Optimize Training Speed for Recommendation System Using Subnetworks

I am building a recommendation system inspired by YouTube’s “Deep Neural Networks for YouTube Recommendations” paper. I will need to execute recommendations in real time so I structured it with low latency predictions in mind. The structure is the following

      |User Features|                         |Item Features|
               |                                   |
|Fully Connected NN_user|              |Fully Connected NN_item|
                \                        /
              |Concatenated output of both NNs|
                              |
                     |Fully Connected NN|
                              |
                           |output|

This is all one network built using two sub-networks.
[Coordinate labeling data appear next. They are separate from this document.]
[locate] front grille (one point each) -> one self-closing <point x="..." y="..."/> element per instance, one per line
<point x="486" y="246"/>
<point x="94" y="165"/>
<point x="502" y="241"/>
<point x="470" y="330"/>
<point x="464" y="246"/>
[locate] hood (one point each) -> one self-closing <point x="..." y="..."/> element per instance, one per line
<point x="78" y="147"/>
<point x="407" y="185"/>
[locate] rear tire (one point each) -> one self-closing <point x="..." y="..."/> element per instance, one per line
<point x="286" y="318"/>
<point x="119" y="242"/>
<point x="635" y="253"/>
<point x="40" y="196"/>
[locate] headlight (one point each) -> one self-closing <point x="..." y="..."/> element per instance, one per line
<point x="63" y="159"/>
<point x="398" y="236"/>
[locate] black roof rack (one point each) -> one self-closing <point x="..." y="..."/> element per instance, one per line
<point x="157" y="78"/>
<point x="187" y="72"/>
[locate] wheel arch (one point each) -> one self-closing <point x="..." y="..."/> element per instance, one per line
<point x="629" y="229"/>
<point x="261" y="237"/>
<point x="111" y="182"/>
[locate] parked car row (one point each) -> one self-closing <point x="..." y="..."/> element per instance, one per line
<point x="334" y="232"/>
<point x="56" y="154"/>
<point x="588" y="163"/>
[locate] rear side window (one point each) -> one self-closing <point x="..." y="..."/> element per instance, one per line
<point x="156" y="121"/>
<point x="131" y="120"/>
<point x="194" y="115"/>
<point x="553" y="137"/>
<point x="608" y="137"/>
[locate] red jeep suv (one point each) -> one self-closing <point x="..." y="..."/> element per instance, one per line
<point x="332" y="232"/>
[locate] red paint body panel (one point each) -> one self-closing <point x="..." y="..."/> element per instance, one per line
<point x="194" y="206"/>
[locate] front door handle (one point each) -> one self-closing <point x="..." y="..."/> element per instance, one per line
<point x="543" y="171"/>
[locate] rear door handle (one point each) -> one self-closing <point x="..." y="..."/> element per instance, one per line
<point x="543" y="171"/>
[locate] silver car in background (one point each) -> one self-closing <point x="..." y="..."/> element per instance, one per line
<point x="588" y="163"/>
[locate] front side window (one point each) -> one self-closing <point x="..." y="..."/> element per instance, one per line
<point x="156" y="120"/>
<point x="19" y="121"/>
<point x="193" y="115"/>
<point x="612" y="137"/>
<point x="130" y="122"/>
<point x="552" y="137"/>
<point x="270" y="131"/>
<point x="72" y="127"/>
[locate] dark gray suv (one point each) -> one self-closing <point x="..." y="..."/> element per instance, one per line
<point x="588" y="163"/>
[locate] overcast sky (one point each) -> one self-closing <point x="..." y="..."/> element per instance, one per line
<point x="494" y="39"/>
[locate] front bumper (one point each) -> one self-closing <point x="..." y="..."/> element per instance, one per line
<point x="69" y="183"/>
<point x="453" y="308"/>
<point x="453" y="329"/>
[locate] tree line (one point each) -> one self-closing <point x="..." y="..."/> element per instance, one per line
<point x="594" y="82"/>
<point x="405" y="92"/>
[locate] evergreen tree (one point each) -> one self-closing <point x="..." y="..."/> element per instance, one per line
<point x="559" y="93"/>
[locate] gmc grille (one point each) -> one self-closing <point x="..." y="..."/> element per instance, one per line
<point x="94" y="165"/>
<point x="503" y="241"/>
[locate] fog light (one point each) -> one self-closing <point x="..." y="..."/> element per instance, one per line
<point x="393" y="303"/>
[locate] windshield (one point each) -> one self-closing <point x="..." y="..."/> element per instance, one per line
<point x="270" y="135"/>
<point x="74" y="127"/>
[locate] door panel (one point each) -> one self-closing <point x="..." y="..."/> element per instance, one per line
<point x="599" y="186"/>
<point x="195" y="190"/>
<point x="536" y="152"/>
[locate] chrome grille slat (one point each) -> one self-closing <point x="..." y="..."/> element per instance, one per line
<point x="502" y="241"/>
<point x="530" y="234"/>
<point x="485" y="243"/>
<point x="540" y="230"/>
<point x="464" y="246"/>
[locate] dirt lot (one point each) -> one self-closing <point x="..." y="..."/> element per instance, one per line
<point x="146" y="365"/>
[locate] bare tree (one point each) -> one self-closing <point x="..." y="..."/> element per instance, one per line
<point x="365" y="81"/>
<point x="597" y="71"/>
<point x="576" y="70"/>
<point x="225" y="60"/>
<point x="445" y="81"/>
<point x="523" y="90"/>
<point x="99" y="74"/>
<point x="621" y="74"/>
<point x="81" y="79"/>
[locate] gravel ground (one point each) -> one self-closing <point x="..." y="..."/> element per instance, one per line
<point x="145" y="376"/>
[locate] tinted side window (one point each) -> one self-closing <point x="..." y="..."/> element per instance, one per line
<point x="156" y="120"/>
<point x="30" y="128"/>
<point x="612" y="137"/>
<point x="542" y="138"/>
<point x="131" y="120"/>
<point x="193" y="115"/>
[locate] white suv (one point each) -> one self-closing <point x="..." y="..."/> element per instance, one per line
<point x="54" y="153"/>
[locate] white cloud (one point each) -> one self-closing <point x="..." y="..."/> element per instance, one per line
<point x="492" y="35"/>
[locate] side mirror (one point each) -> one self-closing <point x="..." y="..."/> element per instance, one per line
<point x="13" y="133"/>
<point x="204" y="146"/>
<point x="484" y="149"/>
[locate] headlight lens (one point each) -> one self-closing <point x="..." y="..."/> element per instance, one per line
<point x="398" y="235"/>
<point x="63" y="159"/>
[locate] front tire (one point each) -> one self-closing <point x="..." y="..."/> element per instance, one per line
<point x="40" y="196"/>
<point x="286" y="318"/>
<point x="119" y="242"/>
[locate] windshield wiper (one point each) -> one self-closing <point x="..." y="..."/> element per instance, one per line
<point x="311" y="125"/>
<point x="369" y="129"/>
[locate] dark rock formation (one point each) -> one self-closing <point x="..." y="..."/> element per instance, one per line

The reason I did it this way is to create rich embeddings for the user and item based on their features which I could then store. At prediction time, I can retrieve the stored embeddings, then only the top NN needs to be executed and is therefore very fast. In testing, the model gives good results.

My question is about decreasing the time it takes to train this model. Is there a way for Pytorch to execute the sub-networks in parallel? Using DataParallel splits that data and trains it in parallel, but I think that the two sub-NN are trained one after the other, even though they don’t need to be. The forward section of the model has the following structure:

def sub-network(features, **params):
      ....

def forward(user_features, item_features):
      user_embedding = sub-network(user_features)
      item_embedding = sub-network(item_features)
      x = torch.cat([user_embedding, item_embedding],1)
      ...

What is a good strategy for parallelizing the execution of the sub-network functions?

You do have several GPUs to make this worthwile, right?
Given the asynchronous nature of of GPU computation, you can just move one network and inputs to the second GPU. Then it will be queued serially, but executed in parallel. Just be sure to not introduce sync points.
Or you could look at the multiprocessing best practices for advice.

Best regards

Thomas